“There,” I said, “sign that and address it.”
He hesitated. He couldn’t doubt that his own arrangements with traitors on the staff to kidnap Feisul had gone amiss, else how should I be aware of them at all—I, who had only arrived that evening in Damascus? But it puzzled him to know why I should make him write the letter, or, since his plan must have failed, why I should let him share in the kidnapping. He smelt the obvious rat. Why didn’t I sign the letter myself, and get all the credit afterward, as any other spy would do?
“You sign it,” he said, pushing the letter toward me; and I got one of those sudden inspirations that there is no explaining—the right idea for handling fox Rene the banker.
“So you’re afraid to sign that, are you? All right; give it here, I’ll sign it; pass me your pen. But you’ll come along with me tonight, my lad, and make your explanations to the French in the morning!”
Looking back, I can see how the accusation worked, although it was an arrow shot at a venture. His greasy, sly, fox face with its touch of bold impudence betrayed him for a man who would habitually hedge his bets. Feisul’s safe-conduct had protected him from official interference, but it had needed more than that to preserve him from unofficial murder, and beyond a doubt he had betrayed the French in minor ways whenever that course looked profitable. Now in a crisis he had small choice but to establish himself as loyal to the stronger side. He hurriedly wrote a number at the bottom of the letter, and another followed by three capitals and three more figures at the top.
“Seal it up and send it—quick!” I ordered him.
He obeyed and Jeremy called the servant.
“Summon Francois,” said the banker, and the servant disappeared again.

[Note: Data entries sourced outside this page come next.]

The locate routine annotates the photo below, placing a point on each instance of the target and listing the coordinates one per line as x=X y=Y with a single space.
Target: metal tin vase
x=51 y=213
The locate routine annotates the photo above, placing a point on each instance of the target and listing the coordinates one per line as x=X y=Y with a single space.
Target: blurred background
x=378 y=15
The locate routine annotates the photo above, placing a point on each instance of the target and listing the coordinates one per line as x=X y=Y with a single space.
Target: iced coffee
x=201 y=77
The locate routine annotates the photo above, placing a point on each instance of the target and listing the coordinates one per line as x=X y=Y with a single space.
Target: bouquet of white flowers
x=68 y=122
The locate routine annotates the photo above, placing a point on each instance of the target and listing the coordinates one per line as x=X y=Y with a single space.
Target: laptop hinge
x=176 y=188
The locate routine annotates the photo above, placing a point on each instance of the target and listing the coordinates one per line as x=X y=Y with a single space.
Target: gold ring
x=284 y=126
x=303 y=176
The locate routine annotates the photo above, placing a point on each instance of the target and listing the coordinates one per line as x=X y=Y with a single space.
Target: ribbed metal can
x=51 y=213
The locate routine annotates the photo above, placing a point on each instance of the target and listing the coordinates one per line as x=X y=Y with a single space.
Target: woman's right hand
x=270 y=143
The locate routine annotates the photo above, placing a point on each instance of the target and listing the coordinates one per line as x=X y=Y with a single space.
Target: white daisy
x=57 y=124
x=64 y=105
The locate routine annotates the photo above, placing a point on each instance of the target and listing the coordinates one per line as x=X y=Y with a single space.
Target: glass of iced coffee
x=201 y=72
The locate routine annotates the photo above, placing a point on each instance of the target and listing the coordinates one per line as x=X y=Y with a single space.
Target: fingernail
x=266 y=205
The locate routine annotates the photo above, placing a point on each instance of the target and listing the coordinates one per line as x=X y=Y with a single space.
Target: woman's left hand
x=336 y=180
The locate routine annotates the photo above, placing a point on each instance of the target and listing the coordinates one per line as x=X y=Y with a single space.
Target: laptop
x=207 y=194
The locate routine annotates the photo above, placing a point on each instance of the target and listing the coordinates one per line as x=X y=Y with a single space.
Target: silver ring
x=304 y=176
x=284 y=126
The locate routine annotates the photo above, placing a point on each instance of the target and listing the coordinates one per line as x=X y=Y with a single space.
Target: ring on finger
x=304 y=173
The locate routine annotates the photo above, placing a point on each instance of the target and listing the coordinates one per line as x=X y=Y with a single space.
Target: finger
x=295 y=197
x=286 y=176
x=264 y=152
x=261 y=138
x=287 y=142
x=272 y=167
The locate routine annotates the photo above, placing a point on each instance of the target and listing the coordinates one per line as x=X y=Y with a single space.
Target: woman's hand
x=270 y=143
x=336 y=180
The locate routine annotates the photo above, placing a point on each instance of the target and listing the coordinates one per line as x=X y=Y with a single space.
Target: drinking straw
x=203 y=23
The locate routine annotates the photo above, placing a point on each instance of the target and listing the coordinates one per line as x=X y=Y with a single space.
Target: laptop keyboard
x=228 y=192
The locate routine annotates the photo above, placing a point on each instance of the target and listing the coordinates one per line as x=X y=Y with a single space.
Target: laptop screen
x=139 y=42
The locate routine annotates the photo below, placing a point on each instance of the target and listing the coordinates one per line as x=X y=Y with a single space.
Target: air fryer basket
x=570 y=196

Francois must remain a mystery. He was insoluble. Dressed in a pair of baggy Turkish pants, with a red sash round his middle, knotted loosely over a woollen jersey that had wide horizontal black and yellow strips, with a grey woollen shawl over the lot, and a new tarboosh a size or two too small for him perched at an angle on his head, he stood shifting from one bare foot to the other and moved a toothless gap in his lower face in what was presumably a smile.
He had no nose that you could recognize, although there were two blow-holes in place of nostrils with a hideous long scar above them. One ear was missing. He had no eyebrows. But the remaining ear was pointed at the top like a satyr’s, and his little beady eyes were as black as a bird’s and inhumanly bright.
The banker spoke to him in the voice you would use to a rather spoilt child when obedience was all-important, using Arabic with a few French words thrown in.